Charaf Corporation propose 288 au lieu de 330 DH par action.

Les offres publiques d’achat (OPA), qu’elles soient hostiles ou amicales, apportent toujours leur lot de mécontents. Celle lancée par Charaf Corporation sur Fertima n’y échappe point. La raison en est que Charaf Corporation annonce aujourd’hui qu’elle rachètera les actions à un prix de 288 DH alors qu’en mai 2008 elle s’était engagée «irrévocablement à acquérir, au prix unitaire de 330 DH, la totalité des actions Fertima en circulation». C’est du moins ce qui avait été publiquement et expressément annoncé dans la note publiée par le CDVM au lendemain de la montée de Charaf Corporation dans le capital de Fertima (86,6%).

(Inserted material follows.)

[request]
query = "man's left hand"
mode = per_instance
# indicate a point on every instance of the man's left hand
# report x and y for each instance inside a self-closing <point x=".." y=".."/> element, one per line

Or, le 9 mai dernier, les détenteurs des actions Fertima apprennent, via la note d’information publiée là aussi par le CDVM, qu’ils n’auront droit, en échange de la cession de leur actions, qu’à 288 DH par unité. L’explication donnée dans la note en est que le prix  de 330 DH, initialement annoncé, intégrait un dividende de 42 DH de Fertima relatif à l’exercice 2007, lequel a été payé courant 2008. Les 288 DH correspondraient donc au prix de l’action à coupon détaché. Autrement dit, les investisseurs ayant acheté l’action Fertima avant la distribution ont reçu les 42 DH, et ceux qui l’ont fait après ont acheté l’action à coupon détaché, donc moins chère.
Une explication qui ne convainc pas certains détenteurs de l’action. En effet, au moment où la première note était émise, le dividende à distribuer était connu et il n’était nulle part indiqué la conditionnalité de la valeur du titre à la distribution de dividendes.